NVSHMEM Device Remote Memory Access (RMA) with CuTe DSL

This section documents the NVSHMEM Device Remote Memory Access (RMA) operations with CuTe DSL.

Example: Using put and get in a CuTe kernel

The following example demonstrates how to use the NVSHMEM put and get operations in a CuTe kernel. These allow threads to write to and read from memory on a remote PE (processing element) directly from device code.

import cutlass
from cutlass import cute
from cuda.core import Device, Stream
import nvshmem
import nvshmem.core.device.cute as nvshmem_cute
import nvshmem.core.interop.cute as nvshmem_cute_interop
from mpi4py import MPI

@cute.kernel
def rma_kernel(src: cute.Tensor, dst: cute.Tensor, remote_buf: cute.Tensor, pe: cutlass.Int32):
    # Put data from src to remote_buf on remote PE
    nvshmem_cute.put_block(remote_buf, src, pe)
    # Get data from remote_buf on remote PE to dst
    nvshmem_cute.get_block(dst, remote_buf, pe)

@cute.jit
def rma_launcher(src, dst, remote_buf, pe):
    rma_kernel[1, 1](src, dst, remote_buf, pe)

# Initialize NVSHMEM
dev = Device()
dev.set_current()
stream = dev.create_stream()
nvshmem.init(dev=dev, mpi_comm=MPI.COMM_WORLD, initializer_method="mpi", stream=stream)
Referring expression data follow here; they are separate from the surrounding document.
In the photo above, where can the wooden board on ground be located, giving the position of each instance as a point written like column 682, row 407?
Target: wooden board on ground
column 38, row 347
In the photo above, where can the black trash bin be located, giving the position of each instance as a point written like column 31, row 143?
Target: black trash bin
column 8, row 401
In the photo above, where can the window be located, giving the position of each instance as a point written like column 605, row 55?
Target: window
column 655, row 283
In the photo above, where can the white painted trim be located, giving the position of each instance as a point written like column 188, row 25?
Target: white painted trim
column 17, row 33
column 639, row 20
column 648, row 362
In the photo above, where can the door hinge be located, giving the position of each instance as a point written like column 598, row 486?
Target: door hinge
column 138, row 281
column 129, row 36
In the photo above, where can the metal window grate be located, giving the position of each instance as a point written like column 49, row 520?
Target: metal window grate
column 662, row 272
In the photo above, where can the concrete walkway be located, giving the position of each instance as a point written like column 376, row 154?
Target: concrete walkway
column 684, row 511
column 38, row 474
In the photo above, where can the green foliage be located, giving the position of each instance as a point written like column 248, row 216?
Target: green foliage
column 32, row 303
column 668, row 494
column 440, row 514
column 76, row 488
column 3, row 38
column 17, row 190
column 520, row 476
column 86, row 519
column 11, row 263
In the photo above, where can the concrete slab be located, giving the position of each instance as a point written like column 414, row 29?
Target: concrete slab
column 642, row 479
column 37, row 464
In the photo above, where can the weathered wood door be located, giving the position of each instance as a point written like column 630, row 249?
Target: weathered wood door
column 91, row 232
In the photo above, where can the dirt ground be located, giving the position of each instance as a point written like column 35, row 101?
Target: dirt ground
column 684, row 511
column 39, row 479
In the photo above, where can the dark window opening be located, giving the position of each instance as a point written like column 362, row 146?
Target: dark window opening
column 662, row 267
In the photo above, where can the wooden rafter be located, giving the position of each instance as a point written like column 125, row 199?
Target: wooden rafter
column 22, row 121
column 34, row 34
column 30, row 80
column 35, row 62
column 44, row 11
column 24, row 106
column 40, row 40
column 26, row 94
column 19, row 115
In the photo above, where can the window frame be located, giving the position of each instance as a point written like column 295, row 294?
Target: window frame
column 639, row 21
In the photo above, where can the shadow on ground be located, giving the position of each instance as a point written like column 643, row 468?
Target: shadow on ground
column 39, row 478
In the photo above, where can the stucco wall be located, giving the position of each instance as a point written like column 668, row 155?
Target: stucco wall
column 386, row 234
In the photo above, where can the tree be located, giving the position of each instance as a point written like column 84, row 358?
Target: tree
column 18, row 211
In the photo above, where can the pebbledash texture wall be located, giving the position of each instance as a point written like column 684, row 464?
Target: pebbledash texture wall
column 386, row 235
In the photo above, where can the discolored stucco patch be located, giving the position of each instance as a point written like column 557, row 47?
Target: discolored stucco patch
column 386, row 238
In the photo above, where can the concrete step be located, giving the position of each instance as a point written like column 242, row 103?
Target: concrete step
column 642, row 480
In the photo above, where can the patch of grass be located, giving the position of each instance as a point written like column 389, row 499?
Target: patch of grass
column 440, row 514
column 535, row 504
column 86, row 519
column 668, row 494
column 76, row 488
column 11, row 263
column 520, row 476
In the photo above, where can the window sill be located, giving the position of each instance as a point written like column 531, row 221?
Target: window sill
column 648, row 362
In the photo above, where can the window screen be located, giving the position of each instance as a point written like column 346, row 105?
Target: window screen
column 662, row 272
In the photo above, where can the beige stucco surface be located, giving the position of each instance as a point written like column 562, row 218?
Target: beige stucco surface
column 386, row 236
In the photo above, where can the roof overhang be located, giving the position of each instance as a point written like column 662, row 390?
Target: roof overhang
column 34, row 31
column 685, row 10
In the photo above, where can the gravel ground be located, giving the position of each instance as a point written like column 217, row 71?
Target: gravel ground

# Get information about the current PE
me = nvshmem.my_pe()
n_pes = nvshmem.n_pes()

# Choose a remote PE (for example, next PE in a ring)
pe = (me + 1) % n_pes

# Allocate device tensors using NVSHMEM symmetric memory
src = nvshmem_cute_interop.tensor((1,), dtype=cute.Int32)
dst = nvshmem_cute_interop.tensor((1,), dtype=cute.Int32)
remote_buf = nvshmem_cute_interop.tensor((1,), dtype=cute.Int32)
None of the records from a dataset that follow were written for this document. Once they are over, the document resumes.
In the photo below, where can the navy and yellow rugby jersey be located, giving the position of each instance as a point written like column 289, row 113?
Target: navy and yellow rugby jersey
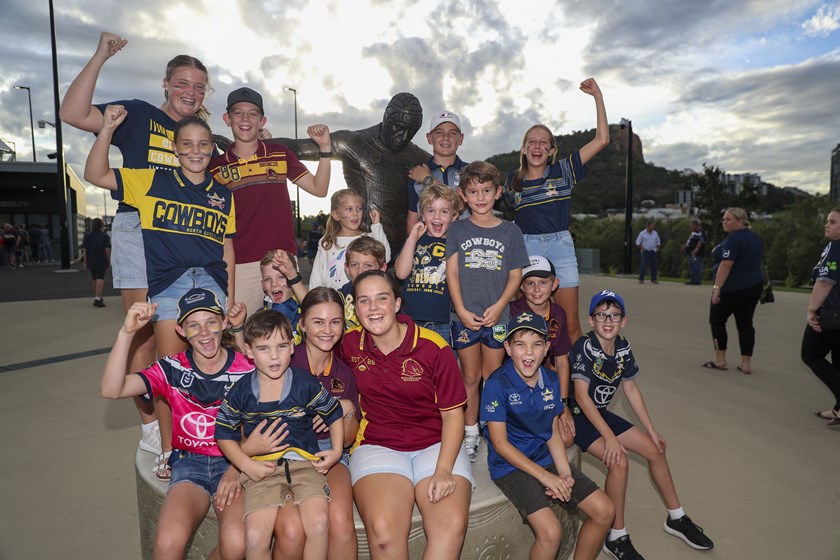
column 184, row 225
column 144, row 138
column 302, row 397
column 542, row 206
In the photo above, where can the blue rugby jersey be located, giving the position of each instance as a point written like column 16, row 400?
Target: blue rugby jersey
column 184, row 225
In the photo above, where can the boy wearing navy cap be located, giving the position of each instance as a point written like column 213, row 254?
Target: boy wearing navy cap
column 601, row 361
column 526, row 455
column 539, row 281
column 257, row 173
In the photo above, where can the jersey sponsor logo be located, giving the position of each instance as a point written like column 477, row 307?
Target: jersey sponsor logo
column 198, row 426
column 489, row 259
column 216, row 201
column 411, row 370
column 362, row 362
column 186, row 218
column 603, row 395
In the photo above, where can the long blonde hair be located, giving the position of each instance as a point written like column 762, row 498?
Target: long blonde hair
column 334, row 226
column 523, row 159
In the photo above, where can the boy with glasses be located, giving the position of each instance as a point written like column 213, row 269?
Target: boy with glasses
column 602, row 360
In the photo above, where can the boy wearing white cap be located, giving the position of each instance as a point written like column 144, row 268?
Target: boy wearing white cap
column 444, row 167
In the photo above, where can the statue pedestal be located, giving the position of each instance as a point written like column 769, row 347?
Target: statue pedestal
column 495, row 529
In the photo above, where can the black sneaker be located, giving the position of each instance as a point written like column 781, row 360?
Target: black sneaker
column 685, row 529
column 622, row 549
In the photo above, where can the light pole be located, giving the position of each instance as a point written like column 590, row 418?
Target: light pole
column 31, row 126
column 297, row 199
column 628, row 199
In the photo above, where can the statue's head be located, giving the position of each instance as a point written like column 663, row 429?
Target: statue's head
column 402, row 119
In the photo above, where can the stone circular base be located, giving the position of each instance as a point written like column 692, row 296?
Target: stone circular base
column 495, row 530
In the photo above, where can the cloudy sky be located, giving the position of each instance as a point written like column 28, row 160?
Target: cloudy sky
column 751, row 86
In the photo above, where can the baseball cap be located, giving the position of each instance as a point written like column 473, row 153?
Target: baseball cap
column 445, row 116
column 606, row 295
column 538, row 266
column 247, row 95
column 198, row 299
column 527, row 320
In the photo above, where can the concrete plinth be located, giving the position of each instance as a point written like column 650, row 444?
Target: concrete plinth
column 495, row 530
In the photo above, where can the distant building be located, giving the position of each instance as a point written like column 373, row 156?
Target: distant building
column 834, row 189
column 29, row 195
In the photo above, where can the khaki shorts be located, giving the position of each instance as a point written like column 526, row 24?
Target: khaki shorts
column 297, row 480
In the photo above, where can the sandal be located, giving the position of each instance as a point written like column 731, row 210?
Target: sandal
column 161, row 469
column 711, row 365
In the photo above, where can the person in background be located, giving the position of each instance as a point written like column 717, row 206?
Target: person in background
column 738, row 284
column 648, row 243
column 695, row 247
column 97, row 246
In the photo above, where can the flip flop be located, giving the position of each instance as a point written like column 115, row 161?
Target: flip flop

# Compile and launch the kernel
compiled_fn, nvshmem_kernel = nvshmem_cute_interop.cute_compile_helper(
    rma_launcher, src, dst, remote_buf, pe
)
compiled_fn(src, dst, remote_buf, pe, stream=stream)

# Finalize NVSHMEM
nvshmem.core.library_finalize(nvshmem_kernel)
nvshmem_cute_interop.cleanup_cute()
nvshmem.finalize(dev=dev, stream=stream)

This example puts the value from src to the remote_buf on the next PE in a ring, and then gets the value back into dst. The CTA-level put_block and get_block operations require all threads in the CTA to call with the same arguments.

nvshmem.core.device.cute.rma.p(dst, src, pe)

Writes a single scalar value src to the symmetric location dst on PE pe. This is a thread-level point operation (scalar put).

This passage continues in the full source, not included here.